Osculum Meum, Iuramentum Tuum (My kiss, your vow.)
The air between them was velvet—thick, heavy, charged with a tension that felt like the stillness before a storm. She stood close, her silhouette framed in the faint glow of a waning moon, her eyes a deep, endless abyss that beckoned him to fall. Her lips, painted in a shade that whispered of sin, curled into a knowing smile. She was both predator and muse; her gaze was both promise and threat.
“Osculum meum, iuramentum tuum,” she murmured, her voice a decadent blend of honey and steel, soft yet unyielding. (My kiss, your vow.)
The words lingered in the air, reverberating in his chest like the toll of a bell. It was neither a question nor a plea. It was a decree.
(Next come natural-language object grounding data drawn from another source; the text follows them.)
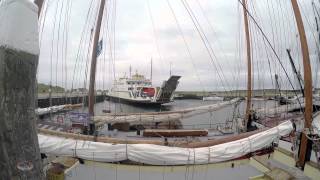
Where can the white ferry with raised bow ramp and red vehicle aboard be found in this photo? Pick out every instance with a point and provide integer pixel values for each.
(138, 90)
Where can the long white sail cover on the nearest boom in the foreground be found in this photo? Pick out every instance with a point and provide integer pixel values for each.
(161, 155)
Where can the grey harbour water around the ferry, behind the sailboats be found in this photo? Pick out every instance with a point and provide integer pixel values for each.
(206, 120)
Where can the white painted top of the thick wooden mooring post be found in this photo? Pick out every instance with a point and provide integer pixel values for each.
(18, 25)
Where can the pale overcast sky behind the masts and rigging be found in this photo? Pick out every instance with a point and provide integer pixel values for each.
(209, 55)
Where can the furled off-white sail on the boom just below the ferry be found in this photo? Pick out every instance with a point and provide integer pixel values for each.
(164, 117)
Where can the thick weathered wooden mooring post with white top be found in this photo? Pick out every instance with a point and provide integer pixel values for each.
(19, 52)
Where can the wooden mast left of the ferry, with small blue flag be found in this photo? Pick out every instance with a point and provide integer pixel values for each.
(91, 96)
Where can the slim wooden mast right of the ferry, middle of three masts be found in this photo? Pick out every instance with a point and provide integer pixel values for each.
(248, 47)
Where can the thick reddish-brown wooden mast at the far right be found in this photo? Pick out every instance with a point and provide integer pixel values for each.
(307, 83)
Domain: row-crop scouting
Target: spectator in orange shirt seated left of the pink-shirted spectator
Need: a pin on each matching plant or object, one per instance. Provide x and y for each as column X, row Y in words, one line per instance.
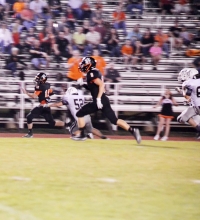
column 127, row 51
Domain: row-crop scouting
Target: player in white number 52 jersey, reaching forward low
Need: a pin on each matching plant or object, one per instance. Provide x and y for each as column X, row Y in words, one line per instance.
column 74, row 100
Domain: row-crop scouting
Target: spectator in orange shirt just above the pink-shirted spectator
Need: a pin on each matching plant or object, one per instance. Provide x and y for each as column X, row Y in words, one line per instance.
column 162, row 40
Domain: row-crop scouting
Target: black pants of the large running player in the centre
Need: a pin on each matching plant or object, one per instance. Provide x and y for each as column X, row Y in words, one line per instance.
column 106, row 110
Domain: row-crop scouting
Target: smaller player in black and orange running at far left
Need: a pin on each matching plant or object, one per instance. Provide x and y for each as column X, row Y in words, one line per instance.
column 43, row 93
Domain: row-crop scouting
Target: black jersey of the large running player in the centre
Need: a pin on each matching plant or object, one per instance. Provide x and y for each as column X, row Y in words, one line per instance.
column 91, row 76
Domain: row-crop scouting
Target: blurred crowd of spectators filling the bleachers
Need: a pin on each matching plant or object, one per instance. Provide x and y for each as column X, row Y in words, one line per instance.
column 76, row 30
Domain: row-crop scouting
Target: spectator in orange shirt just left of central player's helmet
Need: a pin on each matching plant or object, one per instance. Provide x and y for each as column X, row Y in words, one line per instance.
column 73, row 64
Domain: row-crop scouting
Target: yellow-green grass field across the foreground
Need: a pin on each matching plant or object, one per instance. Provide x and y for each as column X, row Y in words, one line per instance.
column 60, row 179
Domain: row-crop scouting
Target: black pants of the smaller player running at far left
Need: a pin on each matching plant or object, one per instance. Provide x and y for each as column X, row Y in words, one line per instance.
column 41, row 111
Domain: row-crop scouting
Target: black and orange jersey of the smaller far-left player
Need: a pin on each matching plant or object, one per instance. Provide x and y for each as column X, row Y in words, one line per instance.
column 43, row 91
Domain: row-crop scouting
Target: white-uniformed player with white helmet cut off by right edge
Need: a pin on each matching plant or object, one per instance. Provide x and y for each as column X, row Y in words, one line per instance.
column 190, row 79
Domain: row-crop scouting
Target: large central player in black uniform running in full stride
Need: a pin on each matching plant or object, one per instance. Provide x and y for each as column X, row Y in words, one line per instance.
column 100, row 101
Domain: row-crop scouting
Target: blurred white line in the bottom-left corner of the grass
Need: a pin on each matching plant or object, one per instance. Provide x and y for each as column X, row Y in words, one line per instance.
column 18, row 214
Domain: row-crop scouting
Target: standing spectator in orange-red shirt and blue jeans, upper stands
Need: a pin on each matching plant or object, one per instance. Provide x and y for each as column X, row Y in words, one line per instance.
column 119, row 19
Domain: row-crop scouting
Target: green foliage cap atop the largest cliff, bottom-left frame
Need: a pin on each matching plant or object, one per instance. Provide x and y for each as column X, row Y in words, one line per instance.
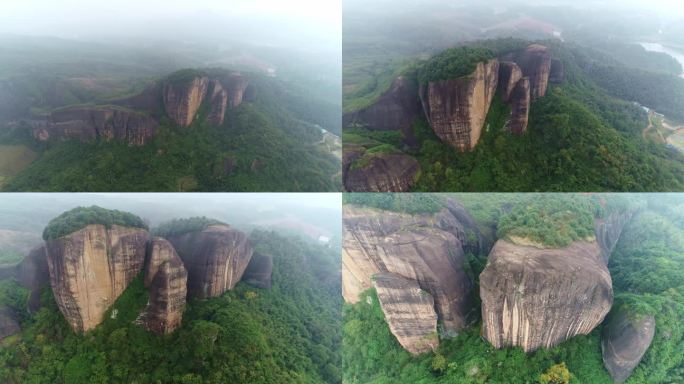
column 80, row 217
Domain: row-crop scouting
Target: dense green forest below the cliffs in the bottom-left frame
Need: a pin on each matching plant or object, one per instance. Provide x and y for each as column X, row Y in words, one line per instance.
column 288, row 334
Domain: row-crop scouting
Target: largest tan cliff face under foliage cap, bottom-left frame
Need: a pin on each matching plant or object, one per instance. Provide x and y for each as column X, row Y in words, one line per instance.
column 91, row 267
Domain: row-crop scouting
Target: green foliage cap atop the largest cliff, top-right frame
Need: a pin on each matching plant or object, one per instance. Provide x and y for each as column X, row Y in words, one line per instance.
column 454, row 63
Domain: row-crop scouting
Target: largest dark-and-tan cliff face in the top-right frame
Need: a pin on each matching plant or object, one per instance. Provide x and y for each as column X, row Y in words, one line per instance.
column 456, row 109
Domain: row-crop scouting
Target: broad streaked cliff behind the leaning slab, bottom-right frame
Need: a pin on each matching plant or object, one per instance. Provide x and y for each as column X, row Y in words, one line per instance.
column 414, row 247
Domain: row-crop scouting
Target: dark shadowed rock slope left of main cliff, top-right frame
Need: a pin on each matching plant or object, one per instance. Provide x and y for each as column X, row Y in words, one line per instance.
column 394, row 110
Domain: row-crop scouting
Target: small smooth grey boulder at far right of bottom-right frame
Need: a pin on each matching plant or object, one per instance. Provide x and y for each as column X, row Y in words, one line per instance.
column 624, row 342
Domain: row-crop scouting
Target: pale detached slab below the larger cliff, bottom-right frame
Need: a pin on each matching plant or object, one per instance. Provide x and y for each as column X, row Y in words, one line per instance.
column 409, row 312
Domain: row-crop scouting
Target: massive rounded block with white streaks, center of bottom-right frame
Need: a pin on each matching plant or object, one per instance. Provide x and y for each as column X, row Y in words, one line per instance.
column 541, row 297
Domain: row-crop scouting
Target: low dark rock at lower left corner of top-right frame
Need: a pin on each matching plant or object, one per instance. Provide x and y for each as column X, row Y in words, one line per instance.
column 382, row 172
Her fingertips—cool as silk, light as shadows—traced the line of his jaw. “Do you know,” she whispered, her lips brushing against his ear, “what it means to offer yourself fully? To vow not with words, but with your very essence?”
Her hand slid down, a featherlight caress over the rapid thrum of his pulse, and came to rest just above his heart. “You feel it here, don’t you?” she asked, her voice low, hypnotic. “That ache? That yearning to give everything—your soul, your secrets, your fears? That is the vow. It is mine to take.”